What touched me even more was something deeply emotional. Fifteen years ago, when I first met her, I had gifted her a small idol of Lord Ganesh and told her that Lord Ganesh gives strength and positivity whenever we begin something new. When I visited her again recently, I was surprised to see that the idol was still placed in front of her in her cabin. She remembered exactly what I had told her years ago and smiled while saying, “Over the years, this idol has given me strength.” At that moment, I realized how beautifully people from different cultures can respect faith, emotions, and values. Sometimes people outside our own culture value our traditions more deeply than we do ourselves.
Today, society often defines happiness through success, technology, luxury, social media validation, and material achievements. We are constantly running behind a modern lifestyle thinking it will give us peace. But real happiness is much quieter. It lives in peaceful thoughts, meaningful work, emotional security, and the ability to sleep peacefully at night. In the race to appear modern and successful, many people are forgetting the beauty of simplicity, human emotions, family values, and spiritual grounding that once kept people emotionally stronger and more connected.

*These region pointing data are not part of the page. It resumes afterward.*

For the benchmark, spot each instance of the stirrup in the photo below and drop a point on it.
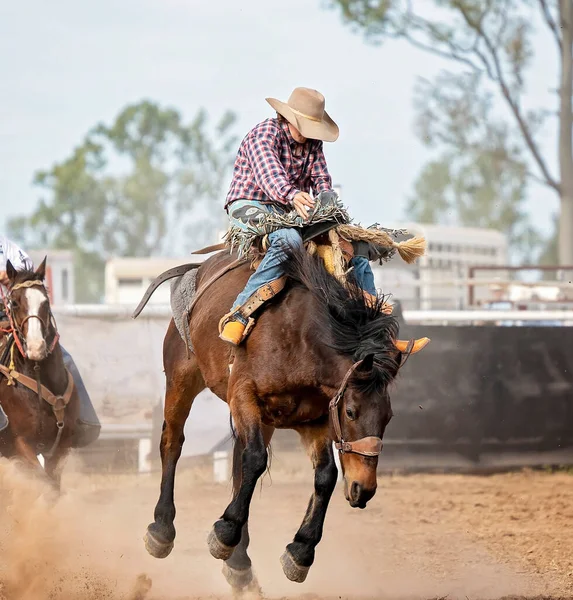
(254, 301)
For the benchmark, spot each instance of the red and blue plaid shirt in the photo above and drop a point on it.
(272, 167)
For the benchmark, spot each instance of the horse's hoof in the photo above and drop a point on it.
(156, 548)
(238, 579)
(218, 549)
(293, 571)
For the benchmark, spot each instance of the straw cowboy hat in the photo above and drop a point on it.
(305, 110)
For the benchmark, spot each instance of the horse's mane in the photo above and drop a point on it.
(346, 322)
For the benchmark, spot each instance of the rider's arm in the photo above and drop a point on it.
(268, 170)
(320, 179)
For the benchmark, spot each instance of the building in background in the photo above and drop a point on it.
(126, 279)
(436, 280)
(59, 274)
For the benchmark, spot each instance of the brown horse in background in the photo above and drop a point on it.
(37, 392)
(320, 361)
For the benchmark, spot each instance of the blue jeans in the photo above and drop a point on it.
(271, 265)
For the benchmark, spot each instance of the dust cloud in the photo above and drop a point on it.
(421, 537)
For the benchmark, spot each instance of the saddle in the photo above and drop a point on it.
(333, 239)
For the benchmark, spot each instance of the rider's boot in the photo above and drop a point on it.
(371, 301)
(236, 325)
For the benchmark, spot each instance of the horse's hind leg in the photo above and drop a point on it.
(238, 570)
(184, 382)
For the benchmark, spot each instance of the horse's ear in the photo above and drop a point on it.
(10, 271)
(418, 345)
(41, 270)
(367, 363)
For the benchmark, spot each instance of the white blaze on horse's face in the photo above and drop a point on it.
(36, 348)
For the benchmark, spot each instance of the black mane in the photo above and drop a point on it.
(350, 326)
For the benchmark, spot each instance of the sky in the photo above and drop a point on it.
(67, 65)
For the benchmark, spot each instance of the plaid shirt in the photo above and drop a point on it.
(271, 167)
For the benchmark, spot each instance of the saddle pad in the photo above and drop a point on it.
(182, 293)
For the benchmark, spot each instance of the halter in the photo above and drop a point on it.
(17, 327)
(366, 446)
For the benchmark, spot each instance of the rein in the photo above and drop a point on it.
(367, 446)
(17, 327)
(58, 403)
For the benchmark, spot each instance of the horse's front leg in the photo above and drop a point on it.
(226, 532)
(54, 466)
(299, 555)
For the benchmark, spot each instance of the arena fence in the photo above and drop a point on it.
(494, 389)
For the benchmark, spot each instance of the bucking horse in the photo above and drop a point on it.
(320, 361)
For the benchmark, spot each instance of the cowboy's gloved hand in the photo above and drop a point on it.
(303, 202)
(326, 198)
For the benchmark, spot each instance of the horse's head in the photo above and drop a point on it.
(359, 415)
(28, 307)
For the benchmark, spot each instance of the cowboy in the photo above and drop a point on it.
(278, 163)
(88, 422)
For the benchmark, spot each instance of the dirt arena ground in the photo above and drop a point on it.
(421, 537)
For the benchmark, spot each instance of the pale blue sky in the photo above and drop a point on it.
(67, 65)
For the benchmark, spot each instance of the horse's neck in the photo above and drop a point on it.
(52, 371)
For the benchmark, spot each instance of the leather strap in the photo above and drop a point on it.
(209, 249)
(367, 446)
(204, 287)
(58, 403)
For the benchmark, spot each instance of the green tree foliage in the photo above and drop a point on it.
(490, 41)
(480, 177)
(148, 184)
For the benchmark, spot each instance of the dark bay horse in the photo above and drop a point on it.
(37, 392)
(320, 361)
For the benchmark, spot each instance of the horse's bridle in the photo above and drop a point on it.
(17, 327)
(366, 446)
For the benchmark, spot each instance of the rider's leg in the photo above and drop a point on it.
(269, 270)
(365, 280)
(88, 425)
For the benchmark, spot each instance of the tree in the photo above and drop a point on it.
(146, 185)
(480, 178)
(492, 38)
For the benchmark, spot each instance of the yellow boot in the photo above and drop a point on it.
(233, 332)
(371, 301)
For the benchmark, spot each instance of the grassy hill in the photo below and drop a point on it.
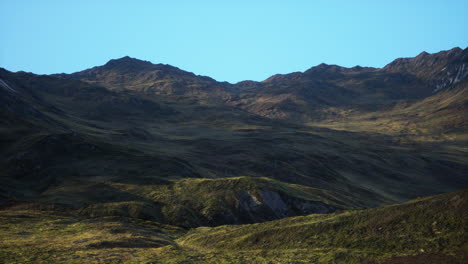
(426, 230)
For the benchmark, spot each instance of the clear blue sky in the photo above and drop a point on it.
(226, 40)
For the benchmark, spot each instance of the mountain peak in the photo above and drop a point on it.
(127, 60)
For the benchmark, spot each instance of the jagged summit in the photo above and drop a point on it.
(128, 62)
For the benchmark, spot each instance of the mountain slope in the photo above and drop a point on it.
(426, 230)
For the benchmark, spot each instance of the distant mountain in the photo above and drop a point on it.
(132, 155)
(143, 76)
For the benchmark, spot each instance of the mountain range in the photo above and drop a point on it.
(169, 157)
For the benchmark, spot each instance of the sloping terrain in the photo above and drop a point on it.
(426, 230)
(118, 162)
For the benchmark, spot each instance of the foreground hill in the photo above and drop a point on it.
(426, 230)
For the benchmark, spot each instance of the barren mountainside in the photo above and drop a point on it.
(155, 158)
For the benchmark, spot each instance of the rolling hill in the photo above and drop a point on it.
(155, 151)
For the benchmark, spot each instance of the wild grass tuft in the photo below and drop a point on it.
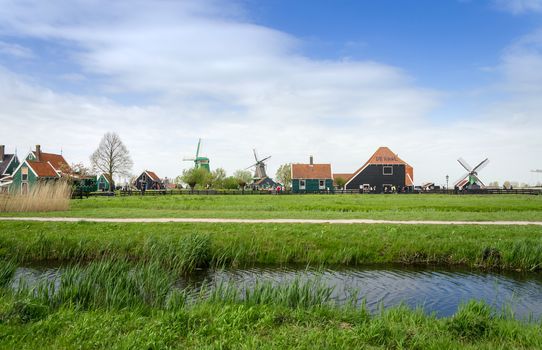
(49, 196)
(110, 284)
(7, 269)
(293, 294)
(472, 321)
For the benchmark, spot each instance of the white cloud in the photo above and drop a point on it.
(15, 50)
(215, 75)
(519, 6)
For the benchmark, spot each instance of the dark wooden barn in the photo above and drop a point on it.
(148, 180)
(381, 173)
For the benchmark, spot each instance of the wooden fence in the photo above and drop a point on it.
(169, 192)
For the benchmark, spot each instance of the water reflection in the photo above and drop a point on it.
(435, 289)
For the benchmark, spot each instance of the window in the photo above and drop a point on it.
(24, 174)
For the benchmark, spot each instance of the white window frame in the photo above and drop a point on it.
(322, 184)
(23, 170)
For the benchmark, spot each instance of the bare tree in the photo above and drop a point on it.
(112, 157)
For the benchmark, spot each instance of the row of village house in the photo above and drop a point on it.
(39, 166)
(383, 172)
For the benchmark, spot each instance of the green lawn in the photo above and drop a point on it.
(392, 207)
(242, 326)
(507, 247)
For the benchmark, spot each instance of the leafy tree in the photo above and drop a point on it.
(284, 175)
(195, 176)
(243, 177)
(217, 178)
(340, 181)
(111, 157)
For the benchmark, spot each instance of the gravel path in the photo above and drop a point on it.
(273, 221)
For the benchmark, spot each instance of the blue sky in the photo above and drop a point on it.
(433, 80)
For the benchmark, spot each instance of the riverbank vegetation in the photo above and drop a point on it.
(43, 197)
(391, 207)
(207, 244)
(135, 301)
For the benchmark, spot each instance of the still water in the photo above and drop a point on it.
(438, 290)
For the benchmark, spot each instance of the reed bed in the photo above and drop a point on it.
(43, 197)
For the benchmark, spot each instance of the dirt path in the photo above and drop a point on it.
(273, 221)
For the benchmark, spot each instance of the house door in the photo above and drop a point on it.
(24, 188)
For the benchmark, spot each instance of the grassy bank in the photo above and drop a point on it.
(189, 245)
(398, 207)
(129, 298)
(240, 326)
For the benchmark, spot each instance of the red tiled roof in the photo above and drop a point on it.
(344, 176)
(42, 169)
(314, 171)
(384, 155)
(56, 160)
(153, 175)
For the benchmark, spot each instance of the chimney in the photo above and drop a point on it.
(38, 153)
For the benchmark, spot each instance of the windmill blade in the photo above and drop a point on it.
(197, 150)
(464, 164)
(461, 178)
(478, 180)
(481, 165)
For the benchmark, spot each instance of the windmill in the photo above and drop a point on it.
(199, 162)
(471, 179)
(259, 167)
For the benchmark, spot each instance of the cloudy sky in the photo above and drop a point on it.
(432, 80)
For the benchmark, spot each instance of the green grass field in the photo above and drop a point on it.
(129, 266)
(392, 207)
(507, 247)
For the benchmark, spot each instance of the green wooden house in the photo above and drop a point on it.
(307, 178)
(38, 167)
(8, 164)
(104, 183)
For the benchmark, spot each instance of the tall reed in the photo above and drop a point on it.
(44, 196)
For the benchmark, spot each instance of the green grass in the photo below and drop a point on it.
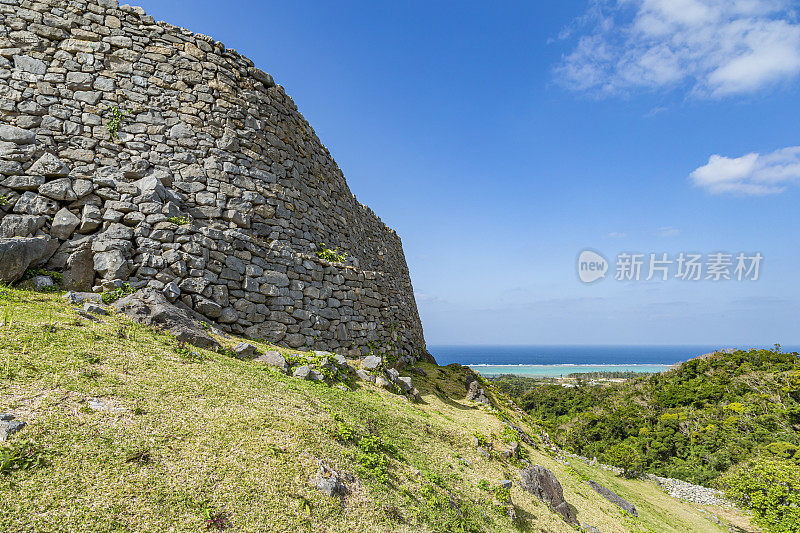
(193, 439)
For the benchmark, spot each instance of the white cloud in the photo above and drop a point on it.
(421, 298)
(753, 174)
(668, 231)
(714, 48)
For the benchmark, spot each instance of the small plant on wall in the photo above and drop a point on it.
(332, 255)
(115, 116)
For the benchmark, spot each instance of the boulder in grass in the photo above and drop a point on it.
(150, 307)
(273, 358)
(543, 484)
(611, 496)
(302, 372)
(244, 350)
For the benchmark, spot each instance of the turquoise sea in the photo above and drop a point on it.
(555, 361)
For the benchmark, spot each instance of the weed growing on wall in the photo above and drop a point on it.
(115, 116)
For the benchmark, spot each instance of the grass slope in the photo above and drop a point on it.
(190, 441)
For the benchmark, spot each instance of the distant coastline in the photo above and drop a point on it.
(560, 360)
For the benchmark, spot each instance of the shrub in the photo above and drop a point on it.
(624, 456)
(770, 488)
(332, 255)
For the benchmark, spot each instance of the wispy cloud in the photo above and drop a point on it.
(751, 174)
(713, 48)
(421, 298)
(668, 231)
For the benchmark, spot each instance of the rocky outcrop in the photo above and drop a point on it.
(17, 254)
(213, 189)
(611, 496)
(543, 484)
(477, 394)
(151, 308)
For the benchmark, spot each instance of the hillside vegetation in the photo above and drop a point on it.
(128, 430)
(728, 419)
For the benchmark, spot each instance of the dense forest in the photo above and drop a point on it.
(693, 422)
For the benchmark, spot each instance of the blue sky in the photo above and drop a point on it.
(501, 140)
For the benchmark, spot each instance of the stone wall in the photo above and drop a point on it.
(214, 189)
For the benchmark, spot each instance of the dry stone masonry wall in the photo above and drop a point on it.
(213, 189)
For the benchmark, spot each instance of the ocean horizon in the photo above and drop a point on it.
(560, 360)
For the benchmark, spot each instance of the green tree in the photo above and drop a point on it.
(770, 488)
(625, 457)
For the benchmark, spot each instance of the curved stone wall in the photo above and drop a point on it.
(214, 188)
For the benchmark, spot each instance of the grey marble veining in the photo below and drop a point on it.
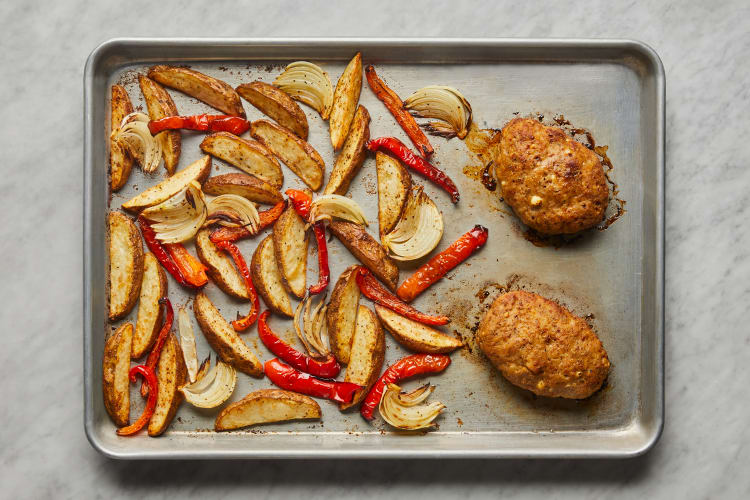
(705, 448)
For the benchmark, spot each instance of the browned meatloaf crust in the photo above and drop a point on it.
(554, 183)
(541, 346)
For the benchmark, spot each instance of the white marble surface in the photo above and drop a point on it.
(705, 448)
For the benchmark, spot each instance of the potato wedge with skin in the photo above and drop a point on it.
(351, 158)
(171, 374)
(196, 171)
(341, 315)
(267, 279)
(416, 336)
(125, 264)
(394, 186)
(298, 155)
(120, 161)
(367, 354)
(248, 186)
(266, 406)
(276, 104)
(345, 98)
(223, 339)
(290, 247)
(115, 370)
(367, 250)
(247, 155)
(160, 105)
(153, 288)
(205, 88)
(220, 266)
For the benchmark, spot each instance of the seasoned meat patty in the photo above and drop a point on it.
(555, 184)
(541, 346)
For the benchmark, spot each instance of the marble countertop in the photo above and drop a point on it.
(705, 446)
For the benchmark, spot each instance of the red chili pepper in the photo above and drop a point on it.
(396, 106)
(374, 291)
(409, 366)
(266, 217)
(288, 378)
(328, 368)
(153, 356)
(434, 269)
(149, 378)
(201, 123)
(400, 151)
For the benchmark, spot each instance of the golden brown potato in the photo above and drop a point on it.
(115, 368)
(351, 158)
(248, 186)
(160, 105)
(367, 354)
(345, 98)
(341, 315)
(416, 336)
(264, 406)
(125, 264)
(245, 154)
(223, 339)
(297, 154)
(276, 104)
(368, 251)
(153, 288)
(206, 88)
(267, 278)
(196, 171)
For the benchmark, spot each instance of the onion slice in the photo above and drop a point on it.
(442, 103)
(307, 83)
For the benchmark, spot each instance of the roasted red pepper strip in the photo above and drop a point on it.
(396, 106)
(374, 291)
(400, 151)
(153, 356)
(434, 269)
(149, 378)
(288, 378)
(409, 366)
(328, 368)
(242, 323)
(201, 123)
(266, 217)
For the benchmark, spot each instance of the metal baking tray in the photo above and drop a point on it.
(614, 88)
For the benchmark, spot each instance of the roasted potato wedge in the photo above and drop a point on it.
(120, 161)
(206, 88)
(267, 278)
(125, 264)
(265, 406)
(160, 105)
(341, 316)
(290, 247)
(153, 288)
(351, 158)
(115, 368)
(416, 336)
(367, 354)
(247, 155)
(223, 339)
(275, 103)
(252, 188)
(171, 374)
(345, 98)
(367, 250)
(394, 186)
(297, 154)
(220, 266)
(196, 171)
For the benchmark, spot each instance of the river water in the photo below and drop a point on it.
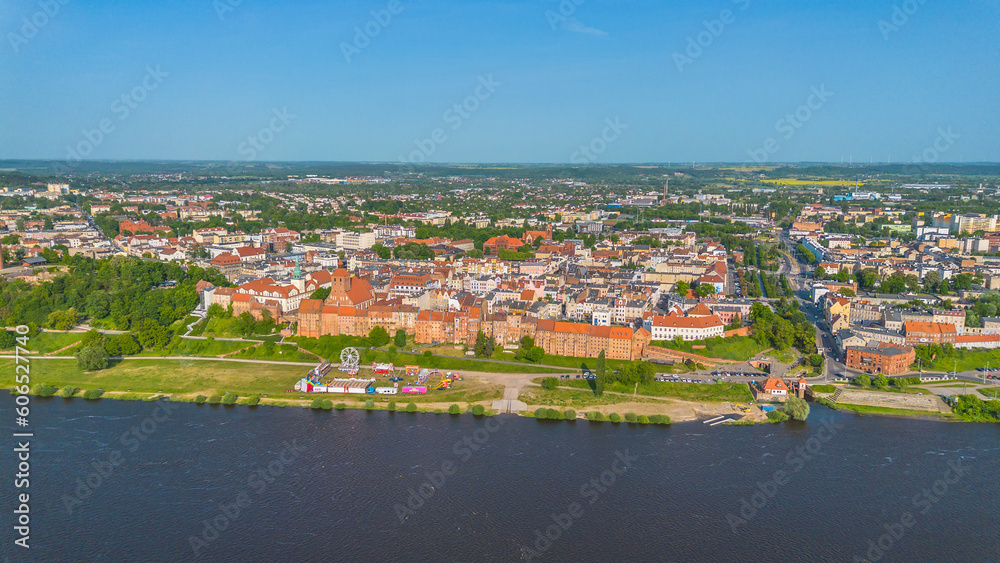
(137, 481)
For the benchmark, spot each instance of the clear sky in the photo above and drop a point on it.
(549, 80)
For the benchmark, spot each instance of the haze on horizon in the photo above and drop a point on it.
(577, 81)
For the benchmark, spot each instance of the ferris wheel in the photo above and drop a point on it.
(350, 360)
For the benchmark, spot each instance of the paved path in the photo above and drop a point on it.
(179, 358)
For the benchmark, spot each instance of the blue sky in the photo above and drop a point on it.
(555, 80)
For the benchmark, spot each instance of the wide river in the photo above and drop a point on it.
(121, 481)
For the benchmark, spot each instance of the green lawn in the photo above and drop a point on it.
(48, 342)
(167, 376)
(866, 409)
(575, 398)
(740, 348)
(965, 360)
(726, 392)
(208, 377)
(190, 347)
(788, 356)
(282, 353)
(460, 364)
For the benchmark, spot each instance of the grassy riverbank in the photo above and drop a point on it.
(886, 411)
(189, 378)
(713, 392)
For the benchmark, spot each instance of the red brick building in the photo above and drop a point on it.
(885, 358)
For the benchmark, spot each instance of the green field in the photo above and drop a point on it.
(217, 377)
(190, 347)
(722, 392)
(576, 398)
(962, 360)
(48, 342)
(278, 353)
(739, 348)
(865, 409)
(166, 376)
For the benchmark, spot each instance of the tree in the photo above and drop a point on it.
(480, 346)
(92, 358)
(63, 320)
(400, 339)
(321, 293)
(378, 336)
(797, 408)
(931, 281)
(682, 288)
(867, 278)
(601, 374)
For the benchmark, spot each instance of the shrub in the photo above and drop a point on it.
(777, 416)
(797, 408)
(660, 419)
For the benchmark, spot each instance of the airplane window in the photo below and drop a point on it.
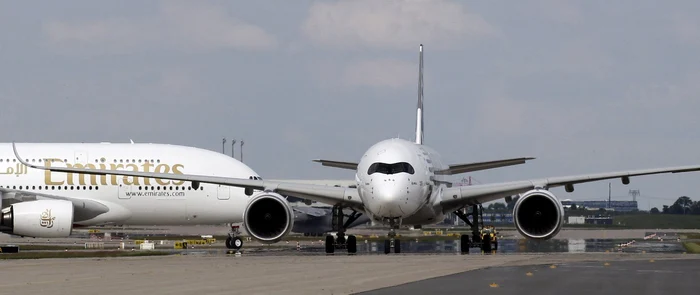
(384, 168)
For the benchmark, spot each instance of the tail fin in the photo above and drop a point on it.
(419, 111)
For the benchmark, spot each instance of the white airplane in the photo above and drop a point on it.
(399, 183)
(39, 203)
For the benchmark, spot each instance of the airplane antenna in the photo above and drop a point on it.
(419, 111)
(233, 142)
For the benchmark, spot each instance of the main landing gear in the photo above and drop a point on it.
(485, 239)
(234, 240)
(340, 242)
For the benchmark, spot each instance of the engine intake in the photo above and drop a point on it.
(39, 219)
(268, 217)
(538, 214)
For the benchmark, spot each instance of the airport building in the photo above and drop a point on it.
(620, 206)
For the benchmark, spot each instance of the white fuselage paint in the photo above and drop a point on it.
(413, 198)
(133, 202)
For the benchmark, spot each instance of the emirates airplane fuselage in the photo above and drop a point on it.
(65, 200)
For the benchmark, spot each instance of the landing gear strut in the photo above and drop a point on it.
(234, 240)
(392, 241)
(486, 242)
(340, 242)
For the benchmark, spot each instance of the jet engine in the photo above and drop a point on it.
(268, 217)
(538, 214)
(39, 219)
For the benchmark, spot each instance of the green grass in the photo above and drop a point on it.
(662, 221)
(80, 254)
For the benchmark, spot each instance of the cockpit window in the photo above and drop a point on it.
(384, 168)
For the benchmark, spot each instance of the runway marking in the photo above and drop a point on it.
(70, 280)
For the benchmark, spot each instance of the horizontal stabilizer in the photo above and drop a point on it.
(338, 164)
(462, 168)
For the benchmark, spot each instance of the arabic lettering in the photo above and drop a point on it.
(47, 219)
(21, 169)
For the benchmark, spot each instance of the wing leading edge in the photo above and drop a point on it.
(453, 198)
(479, 194)
(463, 168)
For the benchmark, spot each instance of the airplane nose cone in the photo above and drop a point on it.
(389, 200)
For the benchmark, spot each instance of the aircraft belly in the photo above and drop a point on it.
(424, 215)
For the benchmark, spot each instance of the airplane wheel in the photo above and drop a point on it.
(352, 244)
(330, 246)
(236, 243)
(486, 243)
(464, 244)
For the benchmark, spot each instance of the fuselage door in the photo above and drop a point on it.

I have traveled to many countries and met people from different cultures, professions, and lifestyles. One thing I have learned everywhere is that when intentions are clear and the heart is genuine, work automatically gains meaning. Whether someone is raising children, caring for family, managing a home, serving society, or serving a nation, every responsibility becomes beautiful when done with sincerity and compassion. Human connection is still the strongest connection in the world. No technology can replace genuine care, kindness, empathy, or emotional presence, because the human heart still seeks warmth and understanding more than anything else.
There are people who are physically strong but emotionally disconnected, while there are others who deeply value emotions but neglect their own health. Some believe strongly in spirituality, while others believe only in human capability and logic. But after observing Japanese culture closely, I understood one important thing discipline, ethics, respect, kindness, and compassion together create true harmony in life. When thoughts are clear, intentions are pure, and actions are done with compassion, nothing can stop a person from finding real peace and happiness. Perhaps happiness was never something to chase outside; perhaps it was always something we were meant to protect within ourselves.